Cloister abrió el programa de correo de su PC, creó un nuevo mensaje, buscó en la libreta de direcciones la del padre Alfieri y le adjuntó el archivo de audio.

– Hecho.

– Muy bien… A ver, déjame que compruebe los nuevos mensajes. Un momento, se está bajando… Lo tengo.

A través del teléfono, Cloister escuchó en silencio cómo su compañero pasaba varias veces seguidas el archivo de audio.

– Lo siento -dijo el padre Alfieri-. No reconozco el idioma. Tiene un patrón lingüístico, no me cabe duda, pero…

– ¿Pero?

– Nada. Dame algo de tiempo y trataré de descifrar el significado. Llámame en media hora. Y, por cierto, vaya sonido. Me ha dado un escalofrío y se me han erizado todos los pelos de la nuca. ¿De dónde lo has sacado?

– Es de un exorcismo. Después vuelvo a llamarte.

Cloister colgó el teléfono esperando no haber parecido descortés con su compañero. Mientras esperaba, aprovechó para poner en orden sus ideas una vez más. Cogió su grabadora digital, transfirió los ficheros de audio al ordenador y fue repasando sus notas de voz. En un documento en blanco escribió lo más relevante. También añadió algunas nuevas cuestiones que habían surgido en su mente y guardó los archivos de sonido en una carpeta cuyo nombre especificaba su contenido y su número de orden, por si necesitaba volver a consultarlos. Nada más acabar de hacerlo, recordó a la doctora Barrett durante el exorcismo. Sobre todo, cómo se había acercado a Daniel hasta poder escuchar lo que él, bajo un estado de enajenación -diabólica o no-, le susurró al oído y que tanto la había alterado. En aquella mujer debía estar encerrado parte del enigma. Su olfato de investigador le decía que así era. Descolgó el auricular del teléfono y marcó el número de la residencia de ancianos de las Hijas de la Caridad.
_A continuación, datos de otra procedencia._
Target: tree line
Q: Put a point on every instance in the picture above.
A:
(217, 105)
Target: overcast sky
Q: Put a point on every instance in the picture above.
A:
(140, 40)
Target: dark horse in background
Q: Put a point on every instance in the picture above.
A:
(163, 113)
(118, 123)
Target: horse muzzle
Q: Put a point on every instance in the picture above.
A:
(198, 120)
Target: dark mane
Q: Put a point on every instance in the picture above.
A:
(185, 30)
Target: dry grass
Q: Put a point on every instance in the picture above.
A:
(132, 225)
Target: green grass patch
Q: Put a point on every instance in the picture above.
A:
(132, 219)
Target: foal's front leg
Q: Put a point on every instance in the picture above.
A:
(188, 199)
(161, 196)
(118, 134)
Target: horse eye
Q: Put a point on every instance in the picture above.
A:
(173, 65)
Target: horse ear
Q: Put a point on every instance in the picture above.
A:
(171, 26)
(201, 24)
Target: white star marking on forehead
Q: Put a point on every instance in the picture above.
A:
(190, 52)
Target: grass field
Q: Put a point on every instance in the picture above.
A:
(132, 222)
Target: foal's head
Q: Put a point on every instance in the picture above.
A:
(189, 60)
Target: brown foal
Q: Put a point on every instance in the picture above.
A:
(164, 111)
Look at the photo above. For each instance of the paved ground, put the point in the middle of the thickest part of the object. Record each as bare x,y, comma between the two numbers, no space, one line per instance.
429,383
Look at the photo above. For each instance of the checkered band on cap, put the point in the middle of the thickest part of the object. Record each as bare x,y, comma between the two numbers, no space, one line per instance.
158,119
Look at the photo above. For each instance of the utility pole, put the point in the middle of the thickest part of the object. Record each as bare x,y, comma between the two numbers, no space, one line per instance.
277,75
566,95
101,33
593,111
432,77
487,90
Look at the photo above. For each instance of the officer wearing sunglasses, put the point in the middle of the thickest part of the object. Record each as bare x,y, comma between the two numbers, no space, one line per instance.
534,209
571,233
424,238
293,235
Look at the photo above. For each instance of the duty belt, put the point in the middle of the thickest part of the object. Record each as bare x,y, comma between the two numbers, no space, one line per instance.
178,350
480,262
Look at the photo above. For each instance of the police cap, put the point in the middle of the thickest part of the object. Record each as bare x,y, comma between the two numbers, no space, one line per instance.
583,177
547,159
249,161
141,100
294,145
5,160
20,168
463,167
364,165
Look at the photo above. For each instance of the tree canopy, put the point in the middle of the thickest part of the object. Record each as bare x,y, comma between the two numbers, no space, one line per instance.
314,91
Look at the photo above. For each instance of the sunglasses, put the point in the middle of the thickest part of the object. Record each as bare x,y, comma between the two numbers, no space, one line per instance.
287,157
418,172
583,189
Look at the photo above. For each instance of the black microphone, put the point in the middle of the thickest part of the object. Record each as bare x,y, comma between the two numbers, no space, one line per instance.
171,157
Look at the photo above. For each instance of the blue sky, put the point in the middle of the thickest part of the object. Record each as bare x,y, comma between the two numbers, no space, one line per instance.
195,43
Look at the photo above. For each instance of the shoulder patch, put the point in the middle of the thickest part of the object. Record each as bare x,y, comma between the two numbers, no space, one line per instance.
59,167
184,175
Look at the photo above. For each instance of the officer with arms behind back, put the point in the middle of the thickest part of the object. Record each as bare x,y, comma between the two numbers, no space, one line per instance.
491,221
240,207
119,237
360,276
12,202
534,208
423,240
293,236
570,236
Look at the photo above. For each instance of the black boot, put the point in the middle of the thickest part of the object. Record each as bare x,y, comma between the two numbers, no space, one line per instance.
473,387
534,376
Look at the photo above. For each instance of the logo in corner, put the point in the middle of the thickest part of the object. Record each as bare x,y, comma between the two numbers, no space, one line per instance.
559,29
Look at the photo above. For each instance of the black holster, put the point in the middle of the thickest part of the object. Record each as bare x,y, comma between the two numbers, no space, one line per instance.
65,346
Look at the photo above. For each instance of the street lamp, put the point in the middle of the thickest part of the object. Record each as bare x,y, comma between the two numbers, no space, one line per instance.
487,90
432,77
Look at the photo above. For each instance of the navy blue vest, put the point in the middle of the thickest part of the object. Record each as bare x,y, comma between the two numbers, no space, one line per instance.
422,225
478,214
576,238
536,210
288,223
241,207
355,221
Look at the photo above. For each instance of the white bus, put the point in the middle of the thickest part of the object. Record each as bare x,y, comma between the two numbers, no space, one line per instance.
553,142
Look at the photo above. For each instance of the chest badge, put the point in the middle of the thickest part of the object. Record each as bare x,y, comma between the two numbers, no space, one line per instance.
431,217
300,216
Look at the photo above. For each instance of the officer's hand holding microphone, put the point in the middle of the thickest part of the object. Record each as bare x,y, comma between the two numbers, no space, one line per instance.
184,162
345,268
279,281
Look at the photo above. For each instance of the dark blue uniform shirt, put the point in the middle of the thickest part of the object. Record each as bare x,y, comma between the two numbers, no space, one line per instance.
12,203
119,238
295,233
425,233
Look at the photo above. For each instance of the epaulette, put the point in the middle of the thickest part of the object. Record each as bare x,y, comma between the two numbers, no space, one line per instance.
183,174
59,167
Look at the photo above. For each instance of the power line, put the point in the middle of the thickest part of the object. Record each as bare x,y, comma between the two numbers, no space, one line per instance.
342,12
– Por favor, con la madre Victoria. Soy el padre Albert Cloister.

La voz que había preguntado al otro lado de la línea, respondió que la religiosa no podía ponerse al teléfono en aquel momento porque estaba en un oficio.

– Gracias -dijo Cloister-. No le deje ningún mensaje. La llamaré más tarde.
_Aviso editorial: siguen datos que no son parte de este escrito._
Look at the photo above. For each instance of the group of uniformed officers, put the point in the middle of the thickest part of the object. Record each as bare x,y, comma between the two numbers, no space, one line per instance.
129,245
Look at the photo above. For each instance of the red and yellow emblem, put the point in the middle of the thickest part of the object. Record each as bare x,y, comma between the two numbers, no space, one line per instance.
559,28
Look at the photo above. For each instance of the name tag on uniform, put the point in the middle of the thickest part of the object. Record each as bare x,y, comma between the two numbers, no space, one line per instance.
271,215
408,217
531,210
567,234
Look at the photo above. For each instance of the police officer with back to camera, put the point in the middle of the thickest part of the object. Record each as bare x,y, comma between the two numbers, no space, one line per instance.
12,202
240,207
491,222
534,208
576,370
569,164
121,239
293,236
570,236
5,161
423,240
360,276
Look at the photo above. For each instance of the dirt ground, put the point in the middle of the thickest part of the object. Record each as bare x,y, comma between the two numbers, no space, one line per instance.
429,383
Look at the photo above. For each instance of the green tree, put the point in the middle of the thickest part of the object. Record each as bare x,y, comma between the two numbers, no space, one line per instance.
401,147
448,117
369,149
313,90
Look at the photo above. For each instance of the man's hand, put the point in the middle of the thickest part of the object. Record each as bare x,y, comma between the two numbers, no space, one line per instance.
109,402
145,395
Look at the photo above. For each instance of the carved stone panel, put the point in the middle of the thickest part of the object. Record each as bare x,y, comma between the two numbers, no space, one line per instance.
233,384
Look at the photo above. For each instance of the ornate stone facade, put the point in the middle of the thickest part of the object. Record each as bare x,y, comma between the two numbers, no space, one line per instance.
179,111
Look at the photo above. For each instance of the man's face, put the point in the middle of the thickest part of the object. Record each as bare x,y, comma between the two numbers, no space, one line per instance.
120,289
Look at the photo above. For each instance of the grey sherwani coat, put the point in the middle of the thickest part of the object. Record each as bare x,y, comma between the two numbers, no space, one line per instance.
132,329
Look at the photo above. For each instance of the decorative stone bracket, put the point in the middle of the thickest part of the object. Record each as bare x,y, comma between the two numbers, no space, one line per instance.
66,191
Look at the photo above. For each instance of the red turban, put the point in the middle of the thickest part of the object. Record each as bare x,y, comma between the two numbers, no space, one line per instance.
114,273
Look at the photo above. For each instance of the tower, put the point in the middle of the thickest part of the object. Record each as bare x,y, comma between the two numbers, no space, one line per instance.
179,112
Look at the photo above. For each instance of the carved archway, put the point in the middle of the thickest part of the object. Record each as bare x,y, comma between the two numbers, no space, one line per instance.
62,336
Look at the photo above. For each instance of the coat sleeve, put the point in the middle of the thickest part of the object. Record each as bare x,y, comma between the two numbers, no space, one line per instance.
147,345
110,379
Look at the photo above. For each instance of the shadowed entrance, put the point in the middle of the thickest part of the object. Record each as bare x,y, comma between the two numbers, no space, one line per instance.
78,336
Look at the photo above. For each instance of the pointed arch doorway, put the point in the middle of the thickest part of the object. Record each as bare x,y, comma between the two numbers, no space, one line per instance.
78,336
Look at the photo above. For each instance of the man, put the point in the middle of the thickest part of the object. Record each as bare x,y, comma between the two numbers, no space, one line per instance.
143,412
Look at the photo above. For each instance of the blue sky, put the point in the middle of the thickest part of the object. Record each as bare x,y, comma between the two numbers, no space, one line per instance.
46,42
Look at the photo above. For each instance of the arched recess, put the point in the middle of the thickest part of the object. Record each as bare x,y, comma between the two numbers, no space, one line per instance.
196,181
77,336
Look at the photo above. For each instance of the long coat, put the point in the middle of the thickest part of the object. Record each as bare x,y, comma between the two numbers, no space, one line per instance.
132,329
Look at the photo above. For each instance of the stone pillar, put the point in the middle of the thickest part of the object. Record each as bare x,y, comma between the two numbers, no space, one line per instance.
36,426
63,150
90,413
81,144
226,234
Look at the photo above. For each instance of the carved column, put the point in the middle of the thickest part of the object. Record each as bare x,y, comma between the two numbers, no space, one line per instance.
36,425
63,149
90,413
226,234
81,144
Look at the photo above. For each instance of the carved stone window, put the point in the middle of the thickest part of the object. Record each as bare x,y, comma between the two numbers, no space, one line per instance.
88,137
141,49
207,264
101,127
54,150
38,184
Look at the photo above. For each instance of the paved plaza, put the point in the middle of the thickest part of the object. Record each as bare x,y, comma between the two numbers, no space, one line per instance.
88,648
El sacerdote se quedó pensativo. Tenía unos minutos aún. Sentía su cabeza algo embotada, y optó por darse una rápida y relajante ducha. Puso el agua muy caliente y se metió bajo los chorros humeantes. El vaho ocupó enseguida todo el cuarto de baño, y Cloister perdió la noción del tiempo. Cuando miró su reloj, pudo comprobar que había transcurrido casi una hora desde que telefoneó al padre Alfieri.
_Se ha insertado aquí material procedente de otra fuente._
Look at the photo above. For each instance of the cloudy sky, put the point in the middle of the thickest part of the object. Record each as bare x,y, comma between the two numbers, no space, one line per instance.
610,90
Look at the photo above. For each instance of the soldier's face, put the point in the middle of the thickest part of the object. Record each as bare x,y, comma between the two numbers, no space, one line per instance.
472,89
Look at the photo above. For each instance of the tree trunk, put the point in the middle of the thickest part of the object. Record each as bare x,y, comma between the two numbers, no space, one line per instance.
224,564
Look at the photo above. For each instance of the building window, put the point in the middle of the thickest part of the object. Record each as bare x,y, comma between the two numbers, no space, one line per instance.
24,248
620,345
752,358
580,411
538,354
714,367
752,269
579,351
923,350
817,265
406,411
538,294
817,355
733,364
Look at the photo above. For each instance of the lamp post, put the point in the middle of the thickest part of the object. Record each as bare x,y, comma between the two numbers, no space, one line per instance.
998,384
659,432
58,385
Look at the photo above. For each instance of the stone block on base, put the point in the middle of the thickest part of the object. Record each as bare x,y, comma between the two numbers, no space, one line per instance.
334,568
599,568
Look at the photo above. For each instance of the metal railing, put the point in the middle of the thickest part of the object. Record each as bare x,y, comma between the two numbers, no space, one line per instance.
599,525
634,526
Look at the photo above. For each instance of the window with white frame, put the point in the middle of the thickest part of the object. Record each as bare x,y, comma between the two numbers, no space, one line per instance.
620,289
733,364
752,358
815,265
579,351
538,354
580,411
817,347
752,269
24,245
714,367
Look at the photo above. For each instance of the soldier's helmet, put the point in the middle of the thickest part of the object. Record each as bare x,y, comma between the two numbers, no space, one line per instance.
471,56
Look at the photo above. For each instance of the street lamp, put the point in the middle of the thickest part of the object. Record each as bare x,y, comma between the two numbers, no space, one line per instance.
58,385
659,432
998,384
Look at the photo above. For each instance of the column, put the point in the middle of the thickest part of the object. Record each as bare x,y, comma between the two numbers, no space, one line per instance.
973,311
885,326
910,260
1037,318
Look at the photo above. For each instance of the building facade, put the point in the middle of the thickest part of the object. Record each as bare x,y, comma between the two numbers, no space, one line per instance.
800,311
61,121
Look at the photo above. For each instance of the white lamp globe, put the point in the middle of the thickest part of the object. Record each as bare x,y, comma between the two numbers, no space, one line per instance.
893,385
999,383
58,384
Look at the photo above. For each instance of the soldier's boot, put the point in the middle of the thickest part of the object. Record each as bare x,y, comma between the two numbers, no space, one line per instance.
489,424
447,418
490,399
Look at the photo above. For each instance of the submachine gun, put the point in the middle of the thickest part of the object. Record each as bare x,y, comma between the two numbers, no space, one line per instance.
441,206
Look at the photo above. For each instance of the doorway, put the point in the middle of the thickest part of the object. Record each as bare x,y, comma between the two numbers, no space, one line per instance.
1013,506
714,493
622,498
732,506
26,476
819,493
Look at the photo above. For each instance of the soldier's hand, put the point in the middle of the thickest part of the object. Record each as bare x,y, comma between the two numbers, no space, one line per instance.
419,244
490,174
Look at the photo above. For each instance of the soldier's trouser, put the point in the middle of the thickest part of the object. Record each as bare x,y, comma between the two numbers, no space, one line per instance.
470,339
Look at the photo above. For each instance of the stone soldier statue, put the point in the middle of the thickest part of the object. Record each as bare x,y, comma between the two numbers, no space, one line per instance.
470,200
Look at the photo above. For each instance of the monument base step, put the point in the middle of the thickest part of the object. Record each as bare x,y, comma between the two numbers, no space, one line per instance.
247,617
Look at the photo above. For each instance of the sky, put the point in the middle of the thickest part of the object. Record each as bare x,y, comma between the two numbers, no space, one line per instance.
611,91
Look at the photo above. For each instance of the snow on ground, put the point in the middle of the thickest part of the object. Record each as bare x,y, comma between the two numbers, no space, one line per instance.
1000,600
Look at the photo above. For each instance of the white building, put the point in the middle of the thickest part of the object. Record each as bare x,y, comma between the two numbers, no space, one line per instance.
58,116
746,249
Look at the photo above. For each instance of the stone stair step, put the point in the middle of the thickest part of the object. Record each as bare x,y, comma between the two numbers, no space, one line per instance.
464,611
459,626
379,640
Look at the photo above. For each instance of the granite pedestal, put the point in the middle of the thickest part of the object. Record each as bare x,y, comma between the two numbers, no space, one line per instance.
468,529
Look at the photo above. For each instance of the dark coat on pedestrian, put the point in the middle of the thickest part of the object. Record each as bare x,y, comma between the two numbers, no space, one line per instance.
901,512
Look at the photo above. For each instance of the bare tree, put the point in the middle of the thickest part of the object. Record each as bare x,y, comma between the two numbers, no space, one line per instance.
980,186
Cerró los grifos, se secó a toda prisa y con una toalla alrededor de la cintura, volvió a la mesilla de noche y repitió su llamada al lingüista.

– Hola otra vez, Doriano. Perdona. Siento haberme retrasado. ¿Has encontrado algo?

– Lo siento mucho. No soy capaz de entender ni una palabra. Creo que deberías llamar a Zanobi. Si ese grito tiene algún significado, él es, creo yo, la única persona que puede ayudarte. A mí me ha vencido.

– Sí, tienes razón. Contactaré con Zanobi, a ver si él puede encontrarle algún sentido.

– Que tengas suerte.

– Gracias. Para hablar con Giacomo Zanobi, voy a necesitarla.

– De todos modos -dijo Alfieri a modo de despedida-, si consigo algo nuevo, te llamaré.